Proof: $I_n + V$ is invertible if and only if $V=I_n$

Question

So I know there are some related posts that tackle similar questions, but in my case, the conditions are slightly different. I have been thinking about this question, but I don't know where to begin.

It is given that $V^2 = I_n$

Prove that $(I_n + V)$ is invertible if and only if $V=I_n$

Could somebody help me? Or at least provide me with a hint?

I have been thinking of using determinants, but I do not see how to apply that in this. (Also, I am not allowed to prove it by using eigenvalues)

Thank you!

Answer 1

$0=V^2-I=(V+I)(V-I)$. If $V+I$ is invertible, then $0=V-I$

Answer 2

The if direction is easy.
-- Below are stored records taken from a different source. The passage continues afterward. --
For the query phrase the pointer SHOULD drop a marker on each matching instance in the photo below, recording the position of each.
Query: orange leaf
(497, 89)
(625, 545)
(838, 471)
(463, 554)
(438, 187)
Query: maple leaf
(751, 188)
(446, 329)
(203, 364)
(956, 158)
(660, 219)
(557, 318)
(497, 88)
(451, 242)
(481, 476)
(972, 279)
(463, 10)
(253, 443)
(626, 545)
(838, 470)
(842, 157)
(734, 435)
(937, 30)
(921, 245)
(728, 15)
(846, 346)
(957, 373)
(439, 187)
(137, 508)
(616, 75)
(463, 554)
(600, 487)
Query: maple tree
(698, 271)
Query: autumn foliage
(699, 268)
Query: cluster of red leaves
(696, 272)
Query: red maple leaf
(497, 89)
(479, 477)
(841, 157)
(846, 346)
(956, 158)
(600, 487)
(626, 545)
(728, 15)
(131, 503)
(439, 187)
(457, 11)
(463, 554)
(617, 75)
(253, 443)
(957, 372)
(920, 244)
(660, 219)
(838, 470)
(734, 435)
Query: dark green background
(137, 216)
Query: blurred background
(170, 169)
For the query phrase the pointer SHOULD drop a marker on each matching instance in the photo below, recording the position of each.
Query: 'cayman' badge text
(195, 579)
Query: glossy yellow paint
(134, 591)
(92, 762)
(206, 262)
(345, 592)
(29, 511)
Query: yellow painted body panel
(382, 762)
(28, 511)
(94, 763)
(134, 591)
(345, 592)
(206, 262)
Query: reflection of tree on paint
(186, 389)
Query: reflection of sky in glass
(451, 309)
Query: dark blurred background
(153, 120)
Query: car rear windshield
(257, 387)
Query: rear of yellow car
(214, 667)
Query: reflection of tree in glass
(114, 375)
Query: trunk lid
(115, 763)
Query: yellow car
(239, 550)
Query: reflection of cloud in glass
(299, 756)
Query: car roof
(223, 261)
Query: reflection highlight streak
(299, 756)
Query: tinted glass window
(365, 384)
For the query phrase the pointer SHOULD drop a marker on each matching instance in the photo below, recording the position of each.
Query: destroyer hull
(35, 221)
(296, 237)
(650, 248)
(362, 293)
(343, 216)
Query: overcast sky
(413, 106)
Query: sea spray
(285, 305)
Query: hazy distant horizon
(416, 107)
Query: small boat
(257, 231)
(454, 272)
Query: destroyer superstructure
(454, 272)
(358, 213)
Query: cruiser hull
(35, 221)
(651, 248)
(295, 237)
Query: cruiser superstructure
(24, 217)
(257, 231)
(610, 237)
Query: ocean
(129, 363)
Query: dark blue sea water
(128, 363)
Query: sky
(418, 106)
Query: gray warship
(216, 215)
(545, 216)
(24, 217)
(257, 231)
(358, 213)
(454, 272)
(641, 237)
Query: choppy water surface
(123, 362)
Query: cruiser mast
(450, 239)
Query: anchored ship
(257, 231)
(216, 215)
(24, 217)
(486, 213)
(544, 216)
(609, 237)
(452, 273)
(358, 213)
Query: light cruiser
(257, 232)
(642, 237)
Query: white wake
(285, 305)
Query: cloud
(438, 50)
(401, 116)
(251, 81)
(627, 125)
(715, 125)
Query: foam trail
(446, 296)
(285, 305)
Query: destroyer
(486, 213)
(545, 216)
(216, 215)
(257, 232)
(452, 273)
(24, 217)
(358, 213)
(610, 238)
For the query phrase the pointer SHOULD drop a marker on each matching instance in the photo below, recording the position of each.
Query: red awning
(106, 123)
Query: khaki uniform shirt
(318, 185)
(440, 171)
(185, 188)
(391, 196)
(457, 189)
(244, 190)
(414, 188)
For the other direction, if $I = (I+V)A$, then $V = V(I+V)A = (V+VV)A = (V+I)A = (I+V)A = I$.

Answer 3

$\bullet\;\;\;$Suppose first $I_n=V$.

Then $I_n+V=2I_n$ which is clearly invertible: its inverse is $\frac12I_n$.

$\bullet\;\;\;$Call now $B:=I_n+V$ and suppose it's invertible.

Then $$ B^2=I^2_n+V^2+2V=2(I_n+V)=2B; $$ now multiply both sides by $B^{-1}$ and get $$ B=I_n+V=2I_n $$ from which immediately $V=I_n$.